İstanbul Özel Yetkili Cumhuriyet Savcısı Bilal Bayraktar ve Sadrettin Sarıkaya tarafından ifadesi alınacak olan MİT Müsteşar ve yardımcısına, “KCK yapılanması” ile ilgili sorular sorulacağı öğrenildi.
BAŞBAKAN İZİN VERİR Mİ?
İstanbul Cumhuriyet Başsavcıvekili Fikret Seçen de bu haberleri doğruladı ve adı geçenlerin “bugün” için ifadeye çağrıldıklarını bildirdi.
Doğrusu, ben bu işi anlayamadım... Hakan Fidan, Emre Taner ve Afet Güneş’in, “tanık” olarak ifadeye çağrılmalarını anlarım da, “şüpheli” sıfatıyla çağrılmalarına bir anlam veremedim.
Bu işte, bir “bit yeniği” mi var, yoksa “MİT yeniği” mi, hâlâ çözebilmiş değilim.
Şu anda tartışılan konu şu:
“MİT mensuplarının ifadeye gidebilmesi için, Başbakan’ın izin vermesi gerekir... Başbakan izin vermezse, savcılar Fidan, Taner ve Güneş’in ifadesini alamazlar... Peki, Başbakan bu izni verecek mi?..”
Bir başka iddia da şu:
“Özel yetkili savcıların böyle bir yetkisi var... Başbakan izin vermese de ifadeye çağırabilirler!”
Başbakan, bu konuda henüz bir açıklama yapmadı... Sadece Başbakan Yardımcısı Bülent Arınç ve Dışişleri Bakanı Ahmet Davutoğlu’ndan açıklamalar geldi ki, onlar da, “Hakan Fidan’a sahip çıkan” ifadeler kullandılar.
Arınç’ın, “çağrı” konusunda; “Yargıdır, ne isterse yapar” demesi, son derece ilginçti... Benim, bu sözden çıkardığım anlam şu: Demek oluyor ki, “izin” verilecek ve Hakan Fidan, ifadeye gidecek...
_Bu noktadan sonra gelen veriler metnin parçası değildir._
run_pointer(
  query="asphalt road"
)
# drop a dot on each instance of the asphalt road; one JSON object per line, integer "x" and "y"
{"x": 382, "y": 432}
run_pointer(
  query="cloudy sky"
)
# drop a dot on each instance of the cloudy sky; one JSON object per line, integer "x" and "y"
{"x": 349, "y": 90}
Ama, Hakan Fidan’ın; “şüpheli” olarak, hem de “KCK şüphelisi” olarak ifade verecek olması, herhalde “matrak bir olay” olarak geçecektir tarihe!..
Düşünebiliyor musunuz;
Görevi “PKK ve KCK ile mücadele” olan bir adam, “KCK Şüphelisi” olarak ifade verecek!..
Gel de, şaşırma!..
CHP, GAYET MUTLU!
Evet, biz şaşırdık... Ama CHP ve BDP kurmayları, bu olaya o kadar sevindiler ki, sevinçlerinden ağzı kulaklarına vardı... Neredeyse zil takıp oynayacaklar.
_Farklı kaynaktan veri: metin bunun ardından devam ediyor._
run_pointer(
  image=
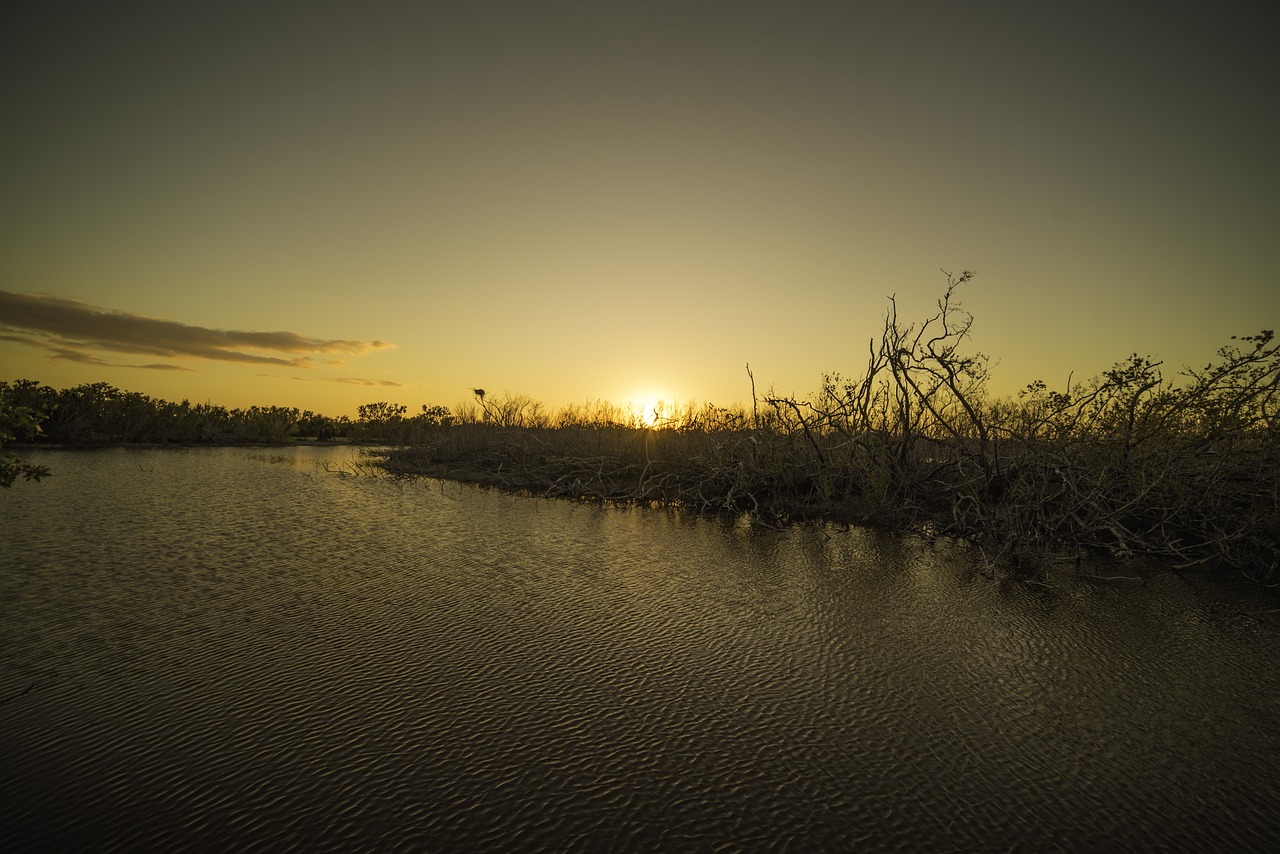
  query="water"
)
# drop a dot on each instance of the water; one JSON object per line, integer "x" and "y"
{"x": 237, "y": 648}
Meselâ, Hakan Fidan, Emre Taner ve Afet Güneş hakkında, daha önce “suç duyurusu”nda bulunan CHP Bolu Milletvekili Tanju Özcan, MİT hakkında soruşturma başlatılmış olmasından dolayı “son derece mutlu olduğunu” söylemiş ama, “Yetmez” demiş!.. TBMM’deki basın toplantısında demiş ki;
“Suç duyurusundan sonra bazı gelişmeler oldu. Fidan’ın, Sayın Başbakan’ın özel temsilcisi olarak bu görüşmeleri yaptığı ortaya çıktıktan sonra Sayın Başbakan bunu, ‘Evet ben özel temsilcim olarak gönderdim’ diyerek, itiraf etti. Yasa dışı terör örgütüyle doğrudan ya da dolaylı olarak pazarlık yapmak, görüşmek suçsa, bu suça azmettiren Sayın Başbakan’ın da bu soruşturma kapsamında soruşturulması, şüpheli sıfatıyla ifadesine başvurulması gerektiğini düşünüyorum.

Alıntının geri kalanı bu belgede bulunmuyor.